Turmeric is a herbal plant also known as Curcuma longa (C. longa) belonging to the family Zingiberaceae and the Curcuma genus. It is widely known as a medicinal plant to treat various diseases and conditions. It contains carbohydrate (96.4%), protein (6.3%), fat (5.1%), mineral (3.5%) and moisture (13.1%). Its extract contains curcuminoids, which are curcumin (77.7%), demethoxycurcumin (DMC 17%) and bisdemethoxycurcumin (3%). The most common curcuminoid that is used as a medication is curcumin.²⁹ It is the yellow pigment of turmeric is widely used in our Indian Traditional herbal medicine to cure diseases associated with inflammation and infections for many decades. It is also reported that curcumin exerts antiviral activities.³²

According to recent research, the SARS-COV2 virus, like the original SARS-CoV, infects human host cells by attacking the Angiotensin Converting Enzyme 2(ACE2) membrane receptor, which is a coronavirus entry site. The viral S protein binds to the ACE2 receptor on the mucus membrane, allowing for viral and membrane fusion and subsequent viral replication in the host.^32,33 ACE2 expression was found in nasal epithelial cells, pulmonary alveolar epithelial type II cells (AECII), and the luminal surface of intestinal epithelial cells, according to a recent report. Angiotensin-converting enzyme 2 (ACE2), a homologue of ACE with 61 percent sequence similarity to the ACE catalytic domain, hydrolyses Angiotensin II to Angiotensin (1–7) and attenuates Angiotensin II-ATIR axis mediated vasoconstriction effects, lowering blood pressure via vasodilation.³⁴

In line of the growing evidence of curcumin's therapeutic properties, they propose a hypothetical treatment strategy in which curcumin is used as:

1) A possible inhibitory agent blocking the host viral interaction (viral spike protein—ACE2 receptor) at a human entry site.

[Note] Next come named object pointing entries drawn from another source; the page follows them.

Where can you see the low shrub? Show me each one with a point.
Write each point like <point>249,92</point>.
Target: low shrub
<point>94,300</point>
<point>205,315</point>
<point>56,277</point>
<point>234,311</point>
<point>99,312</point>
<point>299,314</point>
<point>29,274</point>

2)As a COVID19 attenuator, it reduces respiratory discomfort by modulating the proinflammatory effects of Angiotensin II-AT1 receptor-signalling pathways.

Curcumin's function in the control of RAAS (Renin Angiotensin Aldosterone System) components, through which it is known to exert antioxidant, anti-inflammatory, and antihypertensive effects, has also been extensively researched. Curcumin has been linked to a reduction in the expression of ACE and AT1R receptors in brain tissue and vascular smooth muscle cells in animal studies.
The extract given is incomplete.